3D Nanomagnetism in Low Density Interconnected Nanowire Networks

TL;DR

This paper reports the fabrication of low-density, interconnected 3D nanowire networks and explores their unique nanomagnetic behaviors, revealing new magnetization reversal mechanisms with potential applications in advanced magnetic devices.

Contribution

It introduces a novel method for creating large-area, low-density interconnected nanowire networks and investigates their 3D nanomagnetic properties and reversal mechanisms.

Findings

Demonstrated fabrication of cm-scale, low-density nanowire networks

Identified new magnetization reversal mechanisms in cobalt networks

Showed potential for 3D magnetic device applications

Abstract

Free-standing, interconnected metallic nanowire networks with density as low as 40 mg/cm^{3} have been achieved over cm-scale areas, using electrodeposition into polycarbonate membranes that have been ion-tracked at multiple angles. Networks of interconnected magnetic nanowires further provide an exciting platform to explore 3-dimensional nanomagnetism, where their structure, topology and frustration may be used as additional degrees of freedom to tailor the materials properties.
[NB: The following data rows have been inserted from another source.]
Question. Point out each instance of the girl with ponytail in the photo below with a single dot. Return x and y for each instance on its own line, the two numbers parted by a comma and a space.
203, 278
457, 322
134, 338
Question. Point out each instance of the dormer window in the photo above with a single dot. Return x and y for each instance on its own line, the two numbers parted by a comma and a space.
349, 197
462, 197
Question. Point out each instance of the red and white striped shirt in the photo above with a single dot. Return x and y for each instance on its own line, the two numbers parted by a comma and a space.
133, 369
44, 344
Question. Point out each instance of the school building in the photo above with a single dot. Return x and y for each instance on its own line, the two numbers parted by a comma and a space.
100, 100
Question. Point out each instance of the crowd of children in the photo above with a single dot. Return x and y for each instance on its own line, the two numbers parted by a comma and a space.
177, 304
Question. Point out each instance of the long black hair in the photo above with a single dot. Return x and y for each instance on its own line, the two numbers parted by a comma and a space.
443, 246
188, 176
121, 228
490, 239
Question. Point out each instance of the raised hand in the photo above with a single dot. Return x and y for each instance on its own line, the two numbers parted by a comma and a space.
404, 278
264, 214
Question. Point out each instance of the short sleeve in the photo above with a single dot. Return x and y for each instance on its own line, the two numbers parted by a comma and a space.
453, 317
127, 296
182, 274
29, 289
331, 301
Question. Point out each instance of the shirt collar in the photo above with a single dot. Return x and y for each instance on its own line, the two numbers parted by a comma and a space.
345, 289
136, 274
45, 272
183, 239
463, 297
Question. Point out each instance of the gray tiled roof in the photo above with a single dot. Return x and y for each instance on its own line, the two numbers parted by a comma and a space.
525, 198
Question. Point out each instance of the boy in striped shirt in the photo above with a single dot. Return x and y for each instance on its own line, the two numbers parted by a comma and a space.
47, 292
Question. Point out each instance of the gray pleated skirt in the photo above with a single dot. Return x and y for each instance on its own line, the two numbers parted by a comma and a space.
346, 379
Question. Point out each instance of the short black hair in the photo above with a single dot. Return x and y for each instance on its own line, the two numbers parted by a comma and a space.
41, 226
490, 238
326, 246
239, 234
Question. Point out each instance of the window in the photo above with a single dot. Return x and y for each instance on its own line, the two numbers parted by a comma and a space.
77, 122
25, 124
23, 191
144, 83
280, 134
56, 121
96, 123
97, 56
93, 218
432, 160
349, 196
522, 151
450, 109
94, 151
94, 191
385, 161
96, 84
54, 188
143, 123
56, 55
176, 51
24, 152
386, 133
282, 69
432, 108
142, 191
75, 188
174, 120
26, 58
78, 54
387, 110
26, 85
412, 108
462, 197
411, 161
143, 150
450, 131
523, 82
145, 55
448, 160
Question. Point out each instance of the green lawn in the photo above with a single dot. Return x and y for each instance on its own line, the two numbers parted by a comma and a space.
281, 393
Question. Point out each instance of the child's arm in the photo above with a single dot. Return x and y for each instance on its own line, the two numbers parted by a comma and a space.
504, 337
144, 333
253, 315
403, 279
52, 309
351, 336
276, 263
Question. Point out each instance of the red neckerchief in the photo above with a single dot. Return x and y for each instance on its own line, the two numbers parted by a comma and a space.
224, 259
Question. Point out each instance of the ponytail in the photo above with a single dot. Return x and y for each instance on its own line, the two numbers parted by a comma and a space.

New magnetization reversal mechanisms in cobalt networks are captured by the first-order reversal curve method, which demonstrate the evolution from strong demagnetizing dipolar interactions to intersections-mediated domain wall pinning and propagation, and eventually to shape-anisotropy dominated magnetization reversal. These findings open up new possibilities for 3-dimensional integrated magnetic devices for memory, complex computation, and neuromorphics.